CAViTreat Technology

Industrial applications of HC reactor

Wastewater Treament

-Advanced wastewater treatment

-Aerobic and anerobic digestions

-Bacteria, Pharmaceutical Residues and Antibiotics Removal

Liquid Phase Exfoliation 

Scalable production of layered materials (such as graphene, Molybdenum disulfide

MXene, etc.)

 Deagglomeration and Dispersion

Nano and microparticle deagglomeration and dispersion

HC Micro-reactors:

We are developing customized ecologically friendly solutions to be used in different areas of cleaning, degradation and treatment.

Industry Applications:

  • Pharmaceutical and biotech
  • Wastewater treatment plants
  • Organ on chip
  • Hospitals
  • R & D laboratories
  • Chemical industry
  • Food and beverage

Advanced Wastewater Treatment

CAViTreat reactors can disintegrate a big part of the components that are categorized as Contaminants of Emerging Concerns (CECs).
CECs describe as pollutants that have been detected in water bodies and may cause ecological or human health impacts, which are not typically regulated under current environmental laws (The typical examples of CECs are a wide range of Active pharmaceutical/pesticide ingredients (APIs), Personal care products (PCPs), other hard degradable chemical components). CAViTreat technology can effectively inactivate a wide range of bacteria (including the types that are resistive to the common antibiotics (Gram-negative bacterias)), viruses, and microalgae.

CAViTreat reactors are implemented on the wastewater treatment at the last step before discharging the water. In collaboration with

IVL Swedish Environmental Research Institute, samples are achieved from the Stockholm-Hammarby water treatment facilities and the HC reactor acted as a chemical-free advanced oxidation process (AOP).

The results indicate that the CAViTreat reactor can efficiently oxidase more than 10 pharmaceutical ingredients dissolved in water at very low concentrations (ng/L), which otherwise couldn’t be removed by any other currently available advanced methods.

Aerobic and Anaerobic digestions

Introducing the wastewater to the aerobic treatment unit using the HC reactor will reduce the particle size in the effluent, which will increase the surface area/volume ratio of the particles and facilitate the decomposition of the organic compounds in the aerobic tank.

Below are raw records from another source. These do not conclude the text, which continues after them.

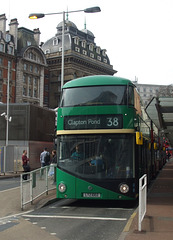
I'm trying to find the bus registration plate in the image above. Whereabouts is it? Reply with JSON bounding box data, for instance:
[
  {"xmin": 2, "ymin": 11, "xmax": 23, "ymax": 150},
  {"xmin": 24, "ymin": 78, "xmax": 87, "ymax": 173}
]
[{"xmin": 83, "ymin": 193, "xmax": 101, "ymax": 198}]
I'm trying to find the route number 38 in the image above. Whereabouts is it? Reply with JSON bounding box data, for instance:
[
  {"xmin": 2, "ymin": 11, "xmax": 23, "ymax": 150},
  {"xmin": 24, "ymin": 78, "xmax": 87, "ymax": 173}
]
[{"xmin": 107, "ymin": 117, "xmax": 119, "ymax": 127}]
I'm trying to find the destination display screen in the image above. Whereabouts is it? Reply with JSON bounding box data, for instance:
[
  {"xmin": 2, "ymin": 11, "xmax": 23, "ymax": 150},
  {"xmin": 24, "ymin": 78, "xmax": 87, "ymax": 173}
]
[{"xmin": 64, "ymin": 114, "xmax": 123, "ymax": 130}]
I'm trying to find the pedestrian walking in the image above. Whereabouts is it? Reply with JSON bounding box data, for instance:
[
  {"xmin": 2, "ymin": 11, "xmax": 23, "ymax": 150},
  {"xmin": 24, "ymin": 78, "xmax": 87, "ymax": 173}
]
[
  {"xmin": 40, "ymin": 147, "xmax": 50, "ymax": 167},
  {"xmin": 22, "ymin": 150, "xmax": 30, "ymax": 180}
]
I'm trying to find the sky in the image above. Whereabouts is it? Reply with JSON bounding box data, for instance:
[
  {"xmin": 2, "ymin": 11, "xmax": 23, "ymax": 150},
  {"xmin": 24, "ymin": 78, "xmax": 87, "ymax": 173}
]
[{"xmin": 0, "ymin": 0, "xmax": 173, "ymax": 85}]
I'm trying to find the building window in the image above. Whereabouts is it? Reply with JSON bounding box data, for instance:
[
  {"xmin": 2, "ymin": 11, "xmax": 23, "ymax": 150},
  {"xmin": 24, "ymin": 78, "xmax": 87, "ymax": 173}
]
[
  {"xmin": 35, "ymin": 66, "xmax": 39, "ymax": 73},
  {"xmin": 0, "ymin": 43, "xmax": 4, "ymax": 52},
  {"xmin": 102, "ymin": 50, "xmax": 106, "ymax": 57},
  {"xmin": 96, "ymin": 47, "xmax": 100, "ymax": 54},
  {"xmin": 23, "ymin": 87, "xmax": 26, "ymax": 96},
  {"xmin": 103, "ymin": 58, "xmax": 108, "ymax": 63},
  {"xmin": 90, "ymin": 53, "xmax": 94, "ymax": 58},
  {"xmin": 29, "ymin": 65, "xmax": 33, "ymax": 72},
  {"xmin": 28, "ymin": 88, "xmax": 32, "ymax": 97},
  {"xmin": 44, "ymin": 49, "xmax": 50, "ymax": 54},
  {"xmin": 33, "ymin": 89, "xmax": 37, "ymax": 98},
  {"xmin": 75, "ymin": 47, "xmax": 80, "ymax": 52},
  {"xmin": 82, "ymin": 50, "xmax": 87, "ymax": 56},
  {"xmin": 23, "ymin": 75, "xmax": 26, "ymax": 84},
  {"xmin": 26, "ymin": 41, "xmax": 31, "ymax": 46},
  {"xmin": 81, "ymin": 41, "xmax": 86, "ymax": 48},
  {"xmin": 89, "ymin": 44, "xmax": 94, "ymax": 51},
  {"xmin": 23, "ymin": 63, "xmax": 28, "ymax": 71},
  {"xmin": 28, "ymin": 77, "xmax": 32, "ymax": 85},
  {"xmin": 74, "ymin": 37, "xmax": 79, "ymax": 45},
  {"xmin": 53, "ymin": 38, "xmax": 59, "ymax": 46},
  {"xmin": 8, "ymin": 46, "xmax": 13, "ymax": 54},
  {"xmin": 97, "ymin": 56, "xmax": 102, "ymax": 61}
]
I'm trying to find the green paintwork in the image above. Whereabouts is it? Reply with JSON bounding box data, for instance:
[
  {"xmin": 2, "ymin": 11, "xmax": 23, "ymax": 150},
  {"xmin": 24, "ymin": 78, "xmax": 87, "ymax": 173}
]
[
  {"xmin": 57, "ymin": 168, "xmax": 134, "ymax": 200},
  {"xmin": 57, "ymin": 105, "xmax": 136, "ymax": 130},
  {"xmin": 63, "ymin": 75, "xmax": 133, "ymax": 89}
]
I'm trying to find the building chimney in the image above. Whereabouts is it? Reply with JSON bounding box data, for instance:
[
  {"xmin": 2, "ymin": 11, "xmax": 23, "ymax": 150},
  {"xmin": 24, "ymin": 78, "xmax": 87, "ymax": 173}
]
[
  {"xmin": 9, "ymin": 18, "xmax": 19, "ymax": 49},
  {"xmin": 34, "ymin": 28, "xmax": 41, "ymax": 46},
  {"xmin": 0, "ymin": 14, "xmax": 7, "ymax": 39}
]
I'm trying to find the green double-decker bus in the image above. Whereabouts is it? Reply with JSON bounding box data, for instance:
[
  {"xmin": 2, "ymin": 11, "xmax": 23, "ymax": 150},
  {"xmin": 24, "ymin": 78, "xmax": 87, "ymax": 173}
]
[{"xmin": 57, "ymin": 75, "xmax": 149, "ymax": 200}]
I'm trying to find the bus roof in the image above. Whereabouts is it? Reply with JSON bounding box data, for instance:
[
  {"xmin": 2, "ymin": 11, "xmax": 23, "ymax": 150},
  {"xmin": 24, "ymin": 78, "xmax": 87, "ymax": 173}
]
[{"xmin": 63, "ymin": 75, "xmax": 133, "ymax": 88}]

Within the CAViTreat HC reactor, the complex and high molecular weight organic compounds like cellulose, lignin, and polymers will break down into smaller ones. In such a way energy-consuming pre-treatment processes making compounds accessible to micro-organisms will be unnecessary.

With the application of an innovative pre-treatment reactor from the CAViTreat It is possible to integrate into one solution all four methods namely:

- the influent pressurization,

- enhanced oxygen delivery,

- micro/nano bubble generation

- and particle size reduction

Scalable production of layered materials

Liquid phase exfoliation (LPE) of graphene is one of the principal methods for graphene synthesis. CAViTreat microreactor based on the HC on a chip concept exfoliates graphite in a totally green process that involves only natural graphite flakes and water (without any chemical solvents).

Deagglomeration and Dispersion

The deagglomeration effects of hydrodynamic cavitation on nanoparticle clusters showed the possibility to apply this method for the stabilization of nanoparticles, which paves the way for the implementation of nanoparticle suspensions in thermal fluid systems for increased energy efficiency as well as for drug delivery.